Arriva dal Brasile la notizia del varo di una nave oceanografica all’avanguardia cui scopo sarà quello di effettuare ricerche nell’ambito della pesca illegale, argomento spesso affrontato dei vari Paesi del mondo, soprattutto in vista degli obiettivi previsti per il 2020, e dell’impatto provocato dall’estrazione del greggio lungo le coste del paese.

Il nome della nave è ‘Alpha Crucis’ ed è stata ricavata da un’imbarcazione già esistente che però era stata distrutta da un incendio nel 2008.

Completamente ristrutturata l’Alpha Crucis pesa 972 tonnellate ed è lunga 64 metri per un totale di 100 metri quadrati in grado di ospitare venti ricercatori e venti membri dell’equipaggio.

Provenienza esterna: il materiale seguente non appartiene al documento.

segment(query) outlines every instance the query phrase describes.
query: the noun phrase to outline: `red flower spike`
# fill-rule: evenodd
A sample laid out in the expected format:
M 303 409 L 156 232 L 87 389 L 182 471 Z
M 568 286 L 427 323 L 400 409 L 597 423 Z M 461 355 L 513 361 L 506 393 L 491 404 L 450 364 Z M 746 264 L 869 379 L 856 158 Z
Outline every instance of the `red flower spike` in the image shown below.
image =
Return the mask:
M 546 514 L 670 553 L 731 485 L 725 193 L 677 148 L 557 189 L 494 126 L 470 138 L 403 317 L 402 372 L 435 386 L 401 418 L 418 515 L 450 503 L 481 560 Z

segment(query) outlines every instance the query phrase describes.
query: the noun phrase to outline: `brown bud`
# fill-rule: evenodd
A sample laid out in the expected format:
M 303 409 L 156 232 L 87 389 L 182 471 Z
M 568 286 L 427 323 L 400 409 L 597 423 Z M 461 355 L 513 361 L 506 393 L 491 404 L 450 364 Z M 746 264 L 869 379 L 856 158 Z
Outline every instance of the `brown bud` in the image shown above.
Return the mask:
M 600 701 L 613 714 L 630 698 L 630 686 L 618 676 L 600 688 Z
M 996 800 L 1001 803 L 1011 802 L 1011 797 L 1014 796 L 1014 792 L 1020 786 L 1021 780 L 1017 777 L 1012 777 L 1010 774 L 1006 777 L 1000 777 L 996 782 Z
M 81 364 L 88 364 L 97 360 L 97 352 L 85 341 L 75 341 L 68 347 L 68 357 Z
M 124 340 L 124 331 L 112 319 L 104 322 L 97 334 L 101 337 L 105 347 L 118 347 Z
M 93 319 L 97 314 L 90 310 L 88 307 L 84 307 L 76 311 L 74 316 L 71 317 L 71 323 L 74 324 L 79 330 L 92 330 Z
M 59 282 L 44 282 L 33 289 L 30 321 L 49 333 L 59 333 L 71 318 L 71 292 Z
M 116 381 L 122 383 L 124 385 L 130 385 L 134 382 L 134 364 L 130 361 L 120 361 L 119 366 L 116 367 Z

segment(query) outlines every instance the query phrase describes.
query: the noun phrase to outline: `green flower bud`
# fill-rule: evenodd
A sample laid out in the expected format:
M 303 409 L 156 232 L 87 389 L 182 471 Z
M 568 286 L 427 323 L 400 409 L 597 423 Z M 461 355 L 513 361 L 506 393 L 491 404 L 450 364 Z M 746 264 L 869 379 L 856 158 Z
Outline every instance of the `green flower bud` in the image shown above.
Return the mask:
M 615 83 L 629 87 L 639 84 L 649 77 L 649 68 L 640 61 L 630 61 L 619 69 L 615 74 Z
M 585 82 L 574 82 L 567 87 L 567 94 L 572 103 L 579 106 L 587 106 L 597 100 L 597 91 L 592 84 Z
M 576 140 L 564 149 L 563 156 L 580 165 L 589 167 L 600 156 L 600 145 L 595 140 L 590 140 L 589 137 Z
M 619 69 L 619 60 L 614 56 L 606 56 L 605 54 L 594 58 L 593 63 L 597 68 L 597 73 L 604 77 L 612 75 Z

Il varo è avvenuto nel Porto di Santos alla presenza del Governatore dello Stato di San Paolo, Geraldo Alckim.

A occuparsi delle ricerche saranno gli scienziati dell’Università di San Paolo (Usp), l‘istituzione universitaria più importante del Brasile, che avranno a disposizione sonar multifascio in grado di tracciare il fondale.

In totale l’imbarcazione è costata 11 milioni di dollari.